O’Meara secured €10,000 in funding to develop his own web strategy. Although just 5% of Viking Marine’s sales are made online in present, this is an area Ian sees growing in the future.
Success, says Sheila Buckley, head of eTail Excellence Ireland, the online division of Retail Excellence Ireland, depends on how you tailor your online offering:
“It is up the retailer to ensure they have all the relevant content a customer is looking for online.”
Once online in-store, it’s easier to make customers aware of special offers or suggest they download an app to help with their shopping. One area where this is catching on fastest is in the restaurant and fast food sectors. In two of the most competitive markets out there, offering regular customers an app for special offers, menus and easy ordering keeps them coming back for seconds.
‘Webrooming’ – ‘showrooming’ in reverse
Of course, there are still advantages to be had for customers in a brick and mortar store. Urgent purchases are available immediately and there is no waiting around for a delivery or the costs associated with that, which can wipe out any savings made online. Buying online can make returns difficult too.

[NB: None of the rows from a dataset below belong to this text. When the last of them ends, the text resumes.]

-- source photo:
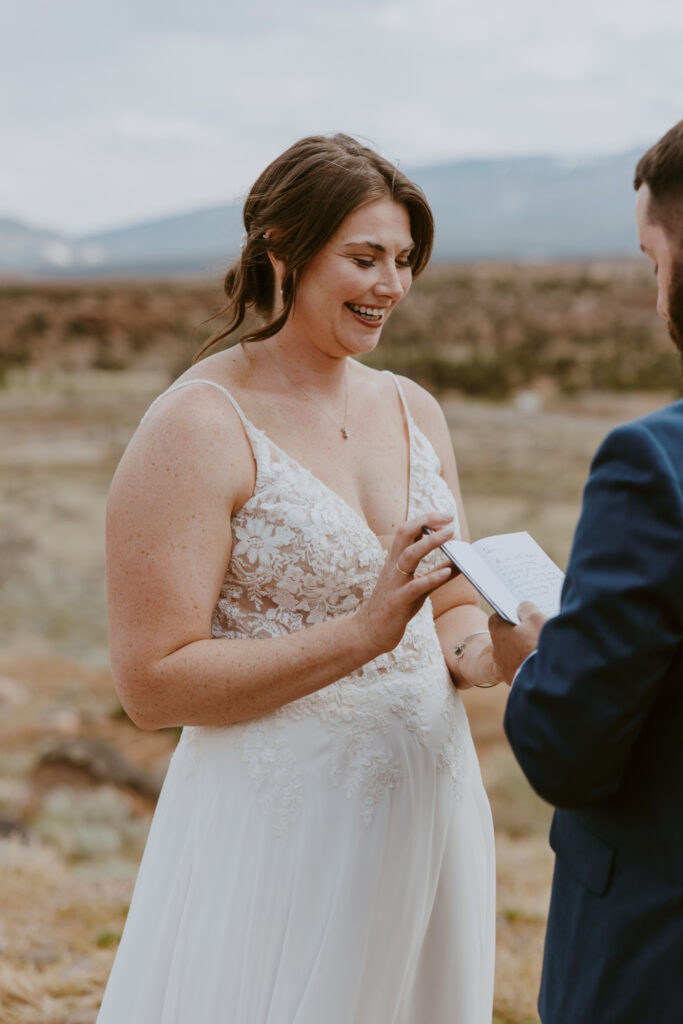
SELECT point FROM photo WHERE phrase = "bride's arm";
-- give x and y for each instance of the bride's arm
(186, 470)
(456, 604)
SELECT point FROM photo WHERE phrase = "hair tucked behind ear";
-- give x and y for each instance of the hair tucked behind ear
(294, 208)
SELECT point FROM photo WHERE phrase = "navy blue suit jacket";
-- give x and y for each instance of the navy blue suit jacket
(595, 719)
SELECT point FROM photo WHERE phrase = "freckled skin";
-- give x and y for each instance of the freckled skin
(189, 467)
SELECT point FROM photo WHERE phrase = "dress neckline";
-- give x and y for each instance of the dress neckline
(251, 427)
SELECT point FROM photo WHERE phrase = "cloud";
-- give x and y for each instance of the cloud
(126, 111)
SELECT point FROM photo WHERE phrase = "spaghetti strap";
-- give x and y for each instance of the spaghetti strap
(401, 395)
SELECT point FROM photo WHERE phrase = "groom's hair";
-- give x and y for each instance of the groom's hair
(662, 170)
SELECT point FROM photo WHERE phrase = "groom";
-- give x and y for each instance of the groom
(595, 713)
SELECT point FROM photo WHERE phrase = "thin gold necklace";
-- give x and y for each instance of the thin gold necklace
(340, 426)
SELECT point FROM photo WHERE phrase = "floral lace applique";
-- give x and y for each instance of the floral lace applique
(301, 555)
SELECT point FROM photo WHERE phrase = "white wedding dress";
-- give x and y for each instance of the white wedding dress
(333, 861)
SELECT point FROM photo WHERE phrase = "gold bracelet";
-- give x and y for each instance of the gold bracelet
(460, 647)
(460, 650)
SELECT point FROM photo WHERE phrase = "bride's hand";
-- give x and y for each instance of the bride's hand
(399, 593)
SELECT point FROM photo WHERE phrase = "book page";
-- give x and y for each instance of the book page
(525, 568)
(471, 564)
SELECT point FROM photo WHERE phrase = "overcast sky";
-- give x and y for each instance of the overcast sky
(119, 111)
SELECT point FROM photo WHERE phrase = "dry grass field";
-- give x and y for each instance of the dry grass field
(72, 830)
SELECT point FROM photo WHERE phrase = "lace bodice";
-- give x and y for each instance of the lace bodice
(301, 555)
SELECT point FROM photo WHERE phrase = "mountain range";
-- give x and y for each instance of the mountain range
(526, 209)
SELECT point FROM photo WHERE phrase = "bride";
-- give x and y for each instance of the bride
(322, 850)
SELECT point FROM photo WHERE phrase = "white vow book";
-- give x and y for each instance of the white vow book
(507, 569)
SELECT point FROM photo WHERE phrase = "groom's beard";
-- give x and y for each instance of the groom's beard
(675, 322)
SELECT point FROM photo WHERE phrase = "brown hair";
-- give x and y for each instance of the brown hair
(295, 207)
(662, 170)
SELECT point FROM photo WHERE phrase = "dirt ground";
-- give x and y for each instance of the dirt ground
(72, 839)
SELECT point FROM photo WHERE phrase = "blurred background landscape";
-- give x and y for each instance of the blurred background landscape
(532, 365)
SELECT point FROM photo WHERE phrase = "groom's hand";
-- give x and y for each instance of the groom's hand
(513, 643)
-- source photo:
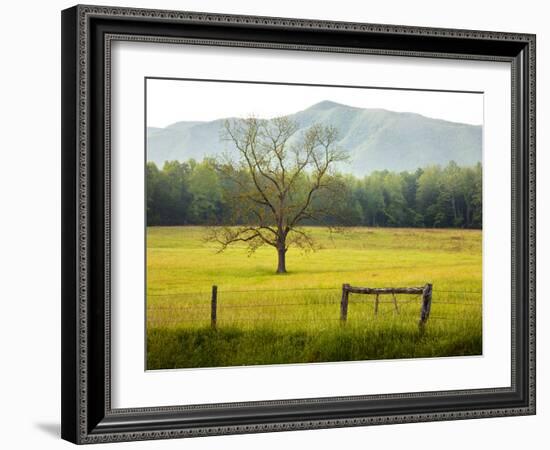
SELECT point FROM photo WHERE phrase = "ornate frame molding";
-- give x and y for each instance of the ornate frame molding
(80, 423)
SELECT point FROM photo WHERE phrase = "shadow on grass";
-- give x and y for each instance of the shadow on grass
(232, 346)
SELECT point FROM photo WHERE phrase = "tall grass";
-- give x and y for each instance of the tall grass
(265, 318)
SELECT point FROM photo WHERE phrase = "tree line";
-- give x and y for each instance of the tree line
(198, 193)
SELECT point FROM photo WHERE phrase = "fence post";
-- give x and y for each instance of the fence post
(213, 312)
(426, 305)
(344, 304)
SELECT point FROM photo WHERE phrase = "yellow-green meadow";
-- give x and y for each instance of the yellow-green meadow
(268, 318)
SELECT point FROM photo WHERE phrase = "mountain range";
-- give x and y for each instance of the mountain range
(376, 139)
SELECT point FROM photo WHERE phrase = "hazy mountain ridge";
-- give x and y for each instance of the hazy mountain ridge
(376, 139)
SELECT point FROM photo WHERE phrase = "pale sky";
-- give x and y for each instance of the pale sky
(170, 101)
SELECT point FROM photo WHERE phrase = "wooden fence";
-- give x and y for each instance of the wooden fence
(425, 291)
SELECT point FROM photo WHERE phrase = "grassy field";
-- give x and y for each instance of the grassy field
(264, 318)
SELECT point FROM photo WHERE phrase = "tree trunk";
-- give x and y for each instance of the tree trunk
(281, 253)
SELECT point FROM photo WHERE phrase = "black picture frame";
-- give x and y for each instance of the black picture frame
(87, 416)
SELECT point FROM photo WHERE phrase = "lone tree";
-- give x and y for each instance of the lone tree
(278, 179)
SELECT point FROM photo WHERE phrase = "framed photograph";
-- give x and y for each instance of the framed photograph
(278, 224)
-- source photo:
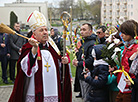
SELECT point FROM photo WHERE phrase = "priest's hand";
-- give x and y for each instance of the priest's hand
(34, 43)
(64, 60)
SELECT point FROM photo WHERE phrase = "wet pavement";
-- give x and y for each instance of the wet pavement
(5, 92)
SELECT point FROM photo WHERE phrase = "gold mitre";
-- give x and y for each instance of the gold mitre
(36, 20)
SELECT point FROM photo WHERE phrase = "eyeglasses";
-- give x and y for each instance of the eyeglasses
(98, 32)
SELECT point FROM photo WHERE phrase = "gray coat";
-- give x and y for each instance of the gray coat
(16, 42)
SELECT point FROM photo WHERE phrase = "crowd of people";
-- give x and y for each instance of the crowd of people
(109, 73)
(106, 63)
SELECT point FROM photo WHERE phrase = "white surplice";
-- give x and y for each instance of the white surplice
(50, 87)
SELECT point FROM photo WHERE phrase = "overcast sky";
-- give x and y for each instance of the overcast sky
(49, 1)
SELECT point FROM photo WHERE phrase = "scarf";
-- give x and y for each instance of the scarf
(134, 66)
(127, 44)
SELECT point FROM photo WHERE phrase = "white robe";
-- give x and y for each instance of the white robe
(50, 87)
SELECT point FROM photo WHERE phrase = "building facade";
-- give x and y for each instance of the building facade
(22, 10)
(117, 11)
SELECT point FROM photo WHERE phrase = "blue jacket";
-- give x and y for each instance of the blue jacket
(99, 88)
(4, 38)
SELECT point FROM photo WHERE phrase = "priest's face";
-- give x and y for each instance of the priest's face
(41, 34)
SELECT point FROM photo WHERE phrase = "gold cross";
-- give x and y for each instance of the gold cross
(47, 66)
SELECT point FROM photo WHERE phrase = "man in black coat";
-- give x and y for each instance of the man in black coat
(4, 55)
(16, 43)
(89, 40)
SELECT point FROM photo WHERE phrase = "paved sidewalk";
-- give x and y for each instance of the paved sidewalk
(5, 92)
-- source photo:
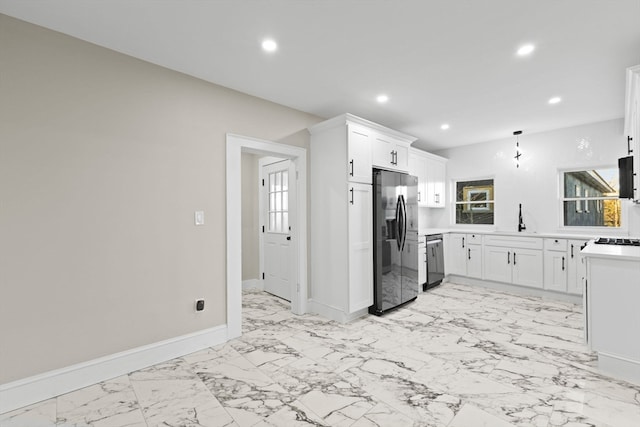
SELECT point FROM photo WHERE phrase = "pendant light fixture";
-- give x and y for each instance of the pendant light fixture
(518, 152)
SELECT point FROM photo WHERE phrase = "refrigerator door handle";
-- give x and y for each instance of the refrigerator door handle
(404, 221)
(398, 219)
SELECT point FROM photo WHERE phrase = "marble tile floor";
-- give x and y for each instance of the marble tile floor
(459, 356)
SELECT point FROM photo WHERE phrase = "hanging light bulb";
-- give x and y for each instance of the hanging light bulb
(518, 152)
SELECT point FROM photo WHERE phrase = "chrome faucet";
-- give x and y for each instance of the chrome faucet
(521, 225)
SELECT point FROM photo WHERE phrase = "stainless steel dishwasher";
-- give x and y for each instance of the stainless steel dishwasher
(434, 260)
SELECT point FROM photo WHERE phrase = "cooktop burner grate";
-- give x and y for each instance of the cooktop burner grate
(620, 242)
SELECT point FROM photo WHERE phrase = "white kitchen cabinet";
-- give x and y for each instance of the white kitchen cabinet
(474, 261)
(360, 247)
(341, 212)
(611, 307)
(555, 265)
(464, 253)
(436, 171)
(497, 264)
(456, 254)
(418, 167)
(632, 124)
(528, 267)
(390, 152)
(576, 267)
(515, 260)
(422, 260)
(359, 142)
(430, 170)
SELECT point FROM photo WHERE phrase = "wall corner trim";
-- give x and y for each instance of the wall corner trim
(37, 388)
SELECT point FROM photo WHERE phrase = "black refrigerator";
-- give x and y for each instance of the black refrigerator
(395, 232)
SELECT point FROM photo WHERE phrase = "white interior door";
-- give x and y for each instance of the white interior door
(279, 219)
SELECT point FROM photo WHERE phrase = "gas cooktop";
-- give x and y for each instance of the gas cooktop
(620, 242)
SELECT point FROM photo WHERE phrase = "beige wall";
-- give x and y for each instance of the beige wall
(250, 217)
(103, 161)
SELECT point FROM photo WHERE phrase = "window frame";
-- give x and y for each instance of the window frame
(584, 205)
(453, 184)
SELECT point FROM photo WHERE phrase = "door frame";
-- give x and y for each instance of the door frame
(265, 161)
(236, 145)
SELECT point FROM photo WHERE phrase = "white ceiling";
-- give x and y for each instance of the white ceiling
(438, 61)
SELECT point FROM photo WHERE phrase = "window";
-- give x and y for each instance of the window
(590, 198)
(475, 202)
(279, 202)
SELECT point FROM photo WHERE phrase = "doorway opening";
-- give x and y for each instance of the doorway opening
(236, 145)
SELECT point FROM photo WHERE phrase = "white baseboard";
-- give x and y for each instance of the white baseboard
(27, 391)
(619, 367)
(334, 313)
(252, 284)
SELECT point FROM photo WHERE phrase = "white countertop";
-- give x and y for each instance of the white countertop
(631, 253)
(427, 231)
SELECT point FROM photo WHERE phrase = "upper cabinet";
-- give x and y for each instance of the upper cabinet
(632, 125)
(341, 153)
(359, 142)
(431, 172)
(391, 153)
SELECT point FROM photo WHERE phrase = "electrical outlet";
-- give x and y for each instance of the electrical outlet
(199, 217)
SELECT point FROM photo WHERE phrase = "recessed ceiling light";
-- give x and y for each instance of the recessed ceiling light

Which is where ‘webrooming’ comes into play. Many customers will check out products online and purchase them in a physical store. Clothing, especially footwear, is one sector where this happens frequently. Many customers don’t want to buy without trying something on for size. Retailers can take advantage of this phenomenon with a mobile strategy too.
The online market is still expanding fast and is expected to quadruple by 2017. Most of this growth will come in mobile retail. Savvy stock pickers will be taking note of companies investing in mobile, because mobile retailers that don’t will see their market share go to those that do.